The greatest thing about Dr. Strangelove is how smart and stupid it is at the same time. Most comedies that attempt to do something even close to what Kubrick was here, will just come off as stupid. Kubrick is as sharp as he ever was and would be here. There just aren't that many comedic masterpieces out there. Most of the comedies I love, I wouldn't call great films or masterpieces, but this is an exception; it is a masterpiece, from a director who seemed to only be able to make masterpieces.
There's nothing not like here. If you don't laugh, there's probably something wrong with you. My peers whom I saw this with give me little hope in our generation(I'm a senior in high school). It's probably all the over the top dialogue we hear now in movies like Step Brothers and The Hangover. Hopefully there are still teenagers out there who can appreciate the genius of this film.

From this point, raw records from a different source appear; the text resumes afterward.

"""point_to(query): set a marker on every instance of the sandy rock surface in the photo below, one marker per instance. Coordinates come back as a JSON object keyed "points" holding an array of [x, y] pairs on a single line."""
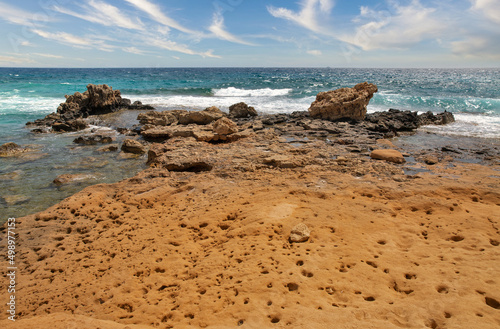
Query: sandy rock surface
{"points": [[210, 248]]}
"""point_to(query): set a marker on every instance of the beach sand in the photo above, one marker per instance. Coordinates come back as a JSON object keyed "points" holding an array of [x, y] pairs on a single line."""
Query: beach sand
{"points": [[211, 249]]}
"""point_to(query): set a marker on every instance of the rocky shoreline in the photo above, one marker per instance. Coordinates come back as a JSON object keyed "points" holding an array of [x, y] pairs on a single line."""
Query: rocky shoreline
{"points": [[280, 221]]}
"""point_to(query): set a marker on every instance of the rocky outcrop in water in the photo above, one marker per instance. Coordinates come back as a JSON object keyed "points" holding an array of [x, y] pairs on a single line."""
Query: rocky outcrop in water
{"points": [[344, 103], [393, 121], [242, 110], [98, 99]]}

I feel I need to go more in depth about just how good Sellers and Scott are in this movie. My two favorite comedic performances are theirs in this movie. Every time they want to make us laugh, they succeed. They don't have to say anything at times and they are still hilarious. Scott's facial expressions while the president is on the phone was laugh out loud funny and facial expressions rarely make me laugh. Sellers doesn't play one comedic performance to perfection but three. He fights his arm from saluting Hitler and has crazy good voices for each character, along with perfect timing in scenes where he is on the phone.
Dr. Strangelove is one of those movies that you will remember everything about, which is a good sign of a perfect film. It's a movie that doesn't have a throwaway scene or even a throwaway line. It is essential viewing. You shouldn't do anything before you see this movie. Go get it. Now.
President Merkin Muffley: Gentlemen, you can't fight in here! This is the War Room.